Crafty, to say the least.
The only problem was that this coupon clipper was parked directly in the middle of the aisle, oblivious to the fact that other shoppers could not squeeze past her on either side.
I tried some obvious maneuvers, like pretending to check a shelf close enough where she could see me and be more inclined to move over a few inches.
She never blinked.
Thankfully, another shopper started towards her from the other end of the store and she snapped out of it. “Excuse me,” she said as she moved and went about her business.
At least she was polite enough to say “excuse me”.
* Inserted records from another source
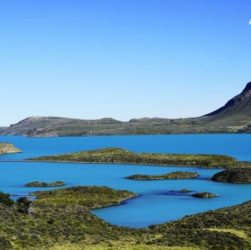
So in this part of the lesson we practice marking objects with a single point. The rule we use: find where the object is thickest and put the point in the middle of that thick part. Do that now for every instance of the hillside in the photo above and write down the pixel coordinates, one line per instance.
(8, 148)
(234, 117)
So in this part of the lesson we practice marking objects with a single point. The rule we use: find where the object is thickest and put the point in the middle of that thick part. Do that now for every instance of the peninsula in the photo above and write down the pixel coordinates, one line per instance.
(168, 176)
(8, 148)
(119, 155)
(62, 219)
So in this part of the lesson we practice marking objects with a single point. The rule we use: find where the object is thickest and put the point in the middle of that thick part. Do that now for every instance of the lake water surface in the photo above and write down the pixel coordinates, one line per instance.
(155, 204)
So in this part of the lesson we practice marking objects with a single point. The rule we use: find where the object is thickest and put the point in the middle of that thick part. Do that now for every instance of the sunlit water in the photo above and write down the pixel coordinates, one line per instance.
(155, 203)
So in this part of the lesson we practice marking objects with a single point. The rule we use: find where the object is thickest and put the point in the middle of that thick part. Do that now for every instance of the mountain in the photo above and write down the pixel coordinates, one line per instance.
(234, 117)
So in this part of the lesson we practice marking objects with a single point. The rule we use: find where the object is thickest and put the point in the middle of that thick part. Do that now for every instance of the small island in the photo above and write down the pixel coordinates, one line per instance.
(168, 176)
(237, 175)
(8, 148)
(204, 195)
(45, 184)
(119, 155)
(183, 190)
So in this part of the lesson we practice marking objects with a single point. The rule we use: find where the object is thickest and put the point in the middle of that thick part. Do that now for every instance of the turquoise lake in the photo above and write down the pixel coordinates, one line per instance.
(155, 204)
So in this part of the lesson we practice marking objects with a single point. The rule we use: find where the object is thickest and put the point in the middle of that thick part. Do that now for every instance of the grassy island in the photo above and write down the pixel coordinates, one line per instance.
(204, 195)
(118, 155)
(184, 190)
(45, 184)
(61, 219)
(168, 176)
(8, 148)
(236, 175)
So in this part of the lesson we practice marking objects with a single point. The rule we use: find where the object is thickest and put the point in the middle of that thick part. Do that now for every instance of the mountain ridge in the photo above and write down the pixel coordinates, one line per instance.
(233, 117)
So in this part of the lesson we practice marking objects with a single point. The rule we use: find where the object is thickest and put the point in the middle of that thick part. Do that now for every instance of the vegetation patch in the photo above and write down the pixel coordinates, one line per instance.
(204, 195)
(168, 176)
(236, 175)
(118, 155)
(184, 190)
(61, 219)
(8, 148)
(45, 184)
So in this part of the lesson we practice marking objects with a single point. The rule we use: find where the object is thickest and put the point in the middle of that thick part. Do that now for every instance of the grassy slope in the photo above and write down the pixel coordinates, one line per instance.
(118, 155)
(7, 148)
(62, 221)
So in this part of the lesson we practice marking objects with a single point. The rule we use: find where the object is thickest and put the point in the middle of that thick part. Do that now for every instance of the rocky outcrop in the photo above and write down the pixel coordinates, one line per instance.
(204, 195)
(234, 117)
(236, 175)
(8, 148)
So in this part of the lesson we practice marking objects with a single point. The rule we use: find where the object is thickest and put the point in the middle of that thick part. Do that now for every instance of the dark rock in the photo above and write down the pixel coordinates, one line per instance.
(241, 176)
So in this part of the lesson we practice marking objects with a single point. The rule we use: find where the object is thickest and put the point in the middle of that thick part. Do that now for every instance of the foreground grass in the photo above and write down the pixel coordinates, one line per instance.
(116, 246)
(118, 155)
(62, 220)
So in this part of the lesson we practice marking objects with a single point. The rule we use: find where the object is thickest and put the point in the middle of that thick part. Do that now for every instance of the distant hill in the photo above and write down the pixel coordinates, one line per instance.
(234, 117)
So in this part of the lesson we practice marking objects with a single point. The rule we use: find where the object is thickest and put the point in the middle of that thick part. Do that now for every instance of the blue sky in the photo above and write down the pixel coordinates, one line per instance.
(121, 58)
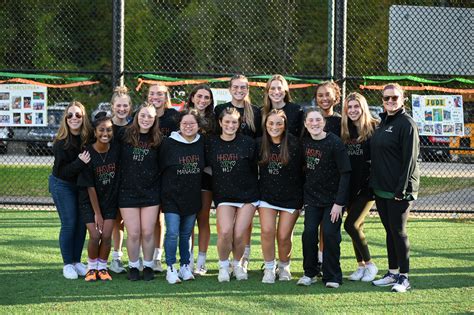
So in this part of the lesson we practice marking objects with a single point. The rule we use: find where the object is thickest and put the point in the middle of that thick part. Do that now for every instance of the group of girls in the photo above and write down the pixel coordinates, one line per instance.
(166, 167)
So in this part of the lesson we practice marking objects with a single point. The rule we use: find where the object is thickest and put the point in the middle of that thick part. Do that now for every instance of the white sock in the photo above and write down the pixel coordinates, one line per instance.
(158, 254)
(117, 255)
(224, 264)
(134, 264)
(92, 264)
(201, 259)
(269, 264)
(246, 252)
(148, 263)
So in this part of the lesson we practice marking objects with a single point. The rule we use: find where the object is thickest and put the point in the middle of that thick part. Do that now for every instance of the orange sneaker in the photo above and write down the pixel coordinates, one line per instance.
(91, 275)
(104, 275)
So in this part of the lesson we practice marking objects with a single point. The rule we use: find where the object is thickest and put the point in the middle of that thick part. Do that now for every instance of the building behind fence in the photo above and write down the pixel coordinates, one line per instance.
(348, 41)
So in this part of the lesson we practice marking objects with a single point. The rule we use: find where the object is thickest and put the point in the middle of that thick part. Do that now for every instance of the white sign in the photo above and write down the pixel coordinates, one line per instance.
(438, 115)
(221, 96)
(23, 105)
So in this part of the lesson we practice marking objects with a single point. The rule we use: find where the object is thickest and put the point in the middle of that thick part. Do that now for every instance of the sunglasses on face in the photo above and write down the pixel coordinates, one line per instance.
(70, 115)
(392, 97)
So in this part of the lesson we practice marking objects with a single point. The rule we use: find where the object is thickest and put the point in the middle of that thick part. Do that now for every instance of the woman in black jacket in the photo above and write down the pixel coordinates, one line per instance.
(395, 179)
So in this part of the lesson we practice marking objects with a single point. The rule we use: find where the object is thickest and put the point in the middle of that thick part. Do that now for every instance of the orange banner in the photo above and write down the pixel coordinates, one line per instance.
(421, 88)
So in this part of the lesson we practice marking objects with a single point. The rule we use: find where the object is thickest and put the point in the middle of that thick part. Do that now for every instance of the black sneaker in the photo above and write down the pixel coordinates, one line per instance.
(148, 274)
(133, 274)
(402, 284)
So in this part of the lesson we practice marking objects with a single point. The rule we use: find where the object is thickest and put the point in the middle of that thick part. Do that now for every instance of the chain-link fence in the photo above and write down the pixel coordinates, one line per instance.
(205, 39)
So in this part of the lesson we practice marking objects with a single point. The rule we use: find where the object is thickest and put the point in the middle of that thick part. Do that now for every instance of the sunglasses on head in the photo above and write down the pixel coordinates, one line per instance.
(70, 115)
(393, 97)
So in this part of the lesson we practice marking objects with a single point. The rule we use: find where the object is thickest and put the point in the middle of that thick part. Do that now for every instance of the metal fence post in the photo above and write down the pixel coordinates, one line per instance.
(118, 42)
(341, 34)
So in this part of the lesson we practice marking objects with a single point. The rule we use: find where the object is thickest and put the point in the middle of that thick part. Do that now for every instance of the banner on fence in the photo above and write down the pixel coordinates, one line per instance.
(23, 105)
(438, 115)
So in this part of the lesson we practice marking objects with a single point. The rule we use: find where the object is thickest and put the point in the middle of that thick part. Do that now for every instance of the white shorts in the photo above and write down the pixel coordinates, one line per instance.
(238, 204)
(264, 204)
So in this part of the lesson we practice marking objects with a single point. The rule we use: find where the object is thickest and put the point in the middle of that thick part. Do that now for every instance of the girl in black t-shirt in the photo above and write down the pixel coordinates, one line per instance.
(232, 157)
(139, 193)
(358, 126)
(70, 159)
(281, 193)
(277, 96)
(98, 196)
(327, 170)
(121, 117)
(182, 163)
(159, 96)
(202, 100)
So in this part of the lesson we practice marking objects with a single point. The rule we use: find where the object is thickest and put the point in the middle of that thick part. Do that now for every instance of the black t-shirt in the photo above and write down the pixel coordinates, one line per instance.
(333, 124)
(182, 165)
(244, 127)
(102, 172)
(327, 171)
(234, 169)
(139, 174)
(67, 164)
(169, 122)
(294, 114)
(282, 185)
(359, 155)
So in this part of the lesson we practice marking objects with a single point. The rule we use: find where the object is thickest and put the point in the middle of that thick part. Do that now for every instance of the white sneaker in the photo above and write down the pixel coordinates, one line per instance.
(185, 273)
(332, 285)
(358, 274)
(172, 276)
(305, 280)
(69, 272)
(284, 273)
(157, 266)
(117, 266)
(224, 275)
(200, 270)
(240, 273)
(388, 279)
(269, 275)
(81, 269)
(370, 273)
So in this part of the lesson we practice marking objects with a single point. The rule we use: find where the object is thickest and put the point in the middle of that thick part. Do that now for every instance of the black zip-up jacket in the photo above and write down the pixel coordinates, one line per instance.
(395, 147)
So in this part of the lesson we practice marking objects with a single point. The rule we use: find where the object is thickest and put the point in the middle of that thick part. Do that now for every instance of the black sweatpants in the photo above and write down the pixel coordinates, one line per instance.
(394, 216)
(313, 216)
(354, 226)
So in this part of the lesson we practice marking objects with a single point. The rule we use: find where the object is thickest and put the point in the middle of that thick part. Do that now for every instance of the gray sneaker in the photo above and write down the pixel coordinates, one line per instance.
(388, 279)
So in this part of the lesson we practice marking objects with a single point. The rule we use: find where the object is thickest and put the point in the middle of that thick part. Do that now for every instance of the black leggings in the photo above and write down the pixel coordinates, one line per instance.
(354, 226)
(394, 216)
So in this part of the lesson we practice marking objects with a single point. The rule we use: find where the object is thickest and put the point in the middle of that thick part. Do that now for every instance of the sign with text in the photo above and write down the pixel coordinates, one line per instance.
(438, 115)
(23, 105)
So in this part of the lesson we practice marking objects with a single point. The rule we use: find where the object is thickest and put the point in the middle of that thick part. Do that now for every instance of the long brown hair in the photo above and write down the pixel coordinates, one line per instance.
(86, 129)
(132, 133)
(267, 103)
(265, 151)
(248, 110)
(367, 123)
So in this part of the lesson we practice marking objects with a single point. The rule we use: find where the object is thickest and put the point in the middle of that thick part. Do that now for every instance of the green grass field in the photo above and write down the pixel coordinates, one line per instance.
(32, 181)
(442, 276)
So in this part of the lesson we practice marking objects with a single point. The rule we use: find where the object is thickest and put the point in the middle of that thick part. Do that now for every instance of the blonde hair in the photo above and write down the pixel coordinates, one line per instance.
(267, 103)
(248, 110)
(167, 93)
(367, 123)
(333, 85)
(120, 91)
(86, 129)
(132, 133)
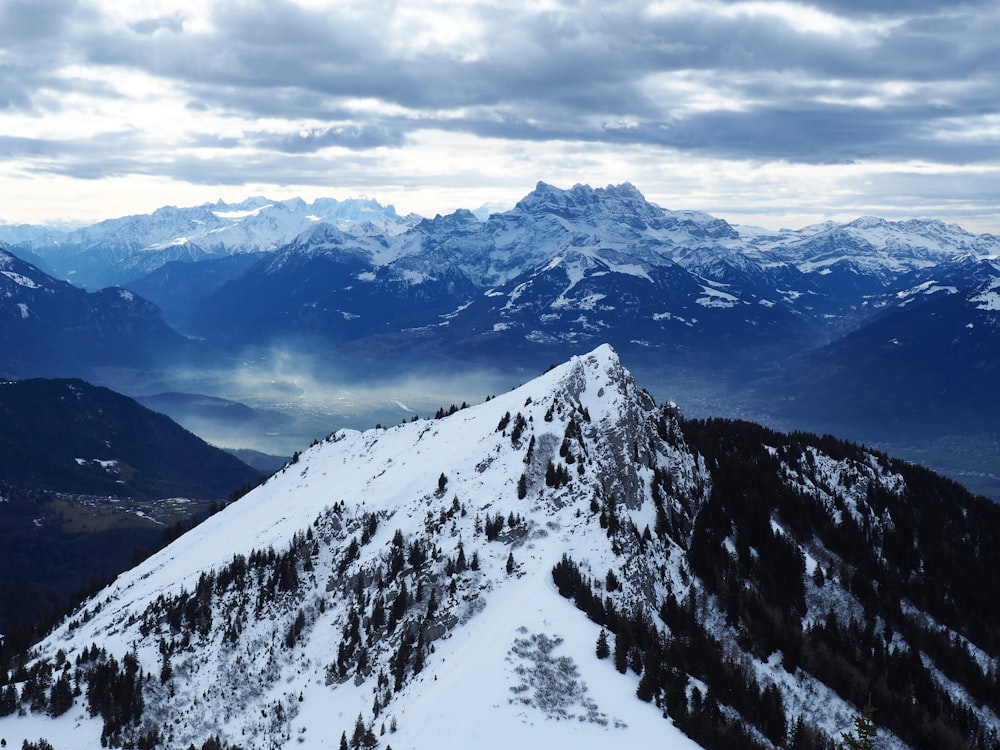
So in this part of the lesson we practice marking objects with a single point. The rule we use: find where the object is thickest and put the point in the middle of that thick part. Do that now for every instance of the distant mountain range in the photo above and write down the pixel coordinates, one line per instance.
(568, 564)
(873, 327)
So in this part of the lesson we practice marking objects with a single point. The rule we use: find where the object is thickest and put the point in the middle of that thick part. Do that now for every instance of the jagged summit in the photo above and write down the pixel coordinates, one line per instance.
(444, 583)
(424, 493)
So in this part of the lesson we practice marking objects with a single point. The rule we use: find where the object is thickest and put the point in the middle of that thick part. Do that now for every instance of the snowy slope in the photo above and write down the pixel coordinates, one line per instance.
(463, 696)
(398, 586)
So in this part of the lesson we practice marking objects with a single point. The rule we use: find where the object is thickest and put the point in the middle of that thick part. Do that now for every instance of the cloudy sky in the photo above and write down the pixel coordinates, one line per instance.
(774, 113)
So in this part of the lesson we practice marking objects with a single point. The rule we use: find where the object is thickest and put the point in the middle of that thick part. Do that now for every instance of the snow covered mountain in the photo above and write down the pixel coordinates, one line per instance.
(87, 477)
(51, 327)
(117, 251)
(566, 564)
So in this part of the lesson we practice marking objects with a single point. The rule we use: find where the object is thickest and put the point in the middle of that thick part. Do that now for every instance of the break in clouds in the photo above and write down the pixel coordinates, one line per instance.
(372, 94)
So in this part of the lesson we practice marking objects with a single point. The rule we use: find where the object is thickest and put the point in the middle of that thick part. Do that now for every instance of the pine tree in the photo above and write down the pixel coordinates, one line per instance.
(603, 649)
(865, 732)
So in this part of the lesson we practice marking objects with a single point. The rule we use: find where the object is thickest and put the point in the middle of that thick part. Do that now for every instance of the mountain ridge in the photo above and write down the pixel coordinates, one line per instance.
(422, 578)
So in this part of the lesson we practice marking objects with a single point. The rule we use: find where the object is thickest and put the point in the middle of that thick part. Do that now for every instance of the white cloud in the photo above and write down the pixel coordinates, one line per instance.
(785, 111)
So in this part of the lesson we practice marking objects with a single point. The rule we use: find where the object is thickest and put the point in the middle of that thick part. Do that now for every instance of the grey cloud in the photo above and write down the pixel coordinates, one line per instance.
(565, 74)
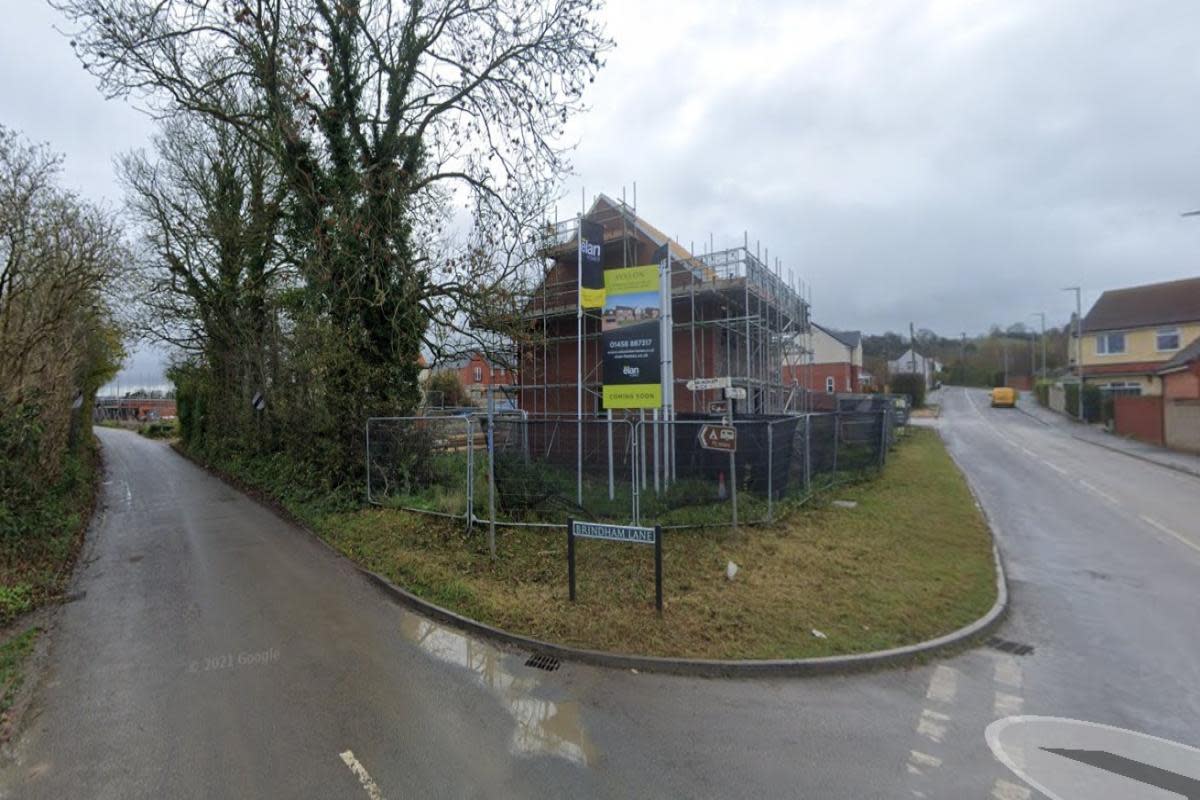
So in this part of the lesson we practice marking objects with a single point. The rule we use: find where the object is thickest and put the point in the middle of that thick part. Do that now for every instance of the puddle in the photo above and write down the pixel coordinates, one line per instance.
(543, 727)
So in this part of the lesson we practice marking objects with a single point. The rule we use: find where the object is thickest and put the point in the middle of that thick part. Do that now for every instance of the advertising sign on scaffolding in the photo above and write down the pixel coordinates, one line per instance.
(631, 338)
(591, 268)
Checking out is always a challenge when you have too many items for either the express line or the self checkout machines. I ended up behind a young family as they were completing the process. My cart was pretty full and I noticed the checkout guy glance over and sigh. I certainly didn’t envy him, but was fully prepared to lend a hand with bagging.
Behind me came a middle-aged woman with her teenage son, their cart just as full as my own. I smiled casually and went back to minding my own business. Out of the corner of my eye, I caught the woman comparing our grocery loads and then shooting me the stink eye as she made some comment to her son. Although I couldn’t hear her, I knew what she was saying.
“This jackass could let us go first. He has more items.”
Of course, I didn’t acknowledge her stink eye or even glance back in her direction—unless you count the sarcastic smile I shot her as I was leaving with my freshly bagged groceries.
Get Out Alive
The grocery store parking lot is another wonder of complete stupidity and frustration. Shoppers roll in and out of the store’s many entrances all day long, yet drivers still cruise past as if they’re late for work. Then there are the idiots who decide that out of all the available parking spots, yours is the one they want. They sit there with their turn signal on, blocking traffic and quietly cursing you for having the audacity to load your groceries into the car.
And don’t get me started on the people who decide ten feet is too far to walk to roll their cart to the bin. Instead, they leave it abandoned in an empty spot or worse, they roll it out of the way and pay no mind when it bangs into the side of your car.
Perhaps it’s unfair for me to judge or dislike people who behave this way. After all, I’m sure that I do things that annoy others, too. I’m certain I annoyed that woman in the checkout line, even though some of it was intentional on my part.
All I’m saying is this: When in public, please remember to be courteous to the people around you. I’ll try and do my part in the hope that future grocery store trips might be more pleasant for us all.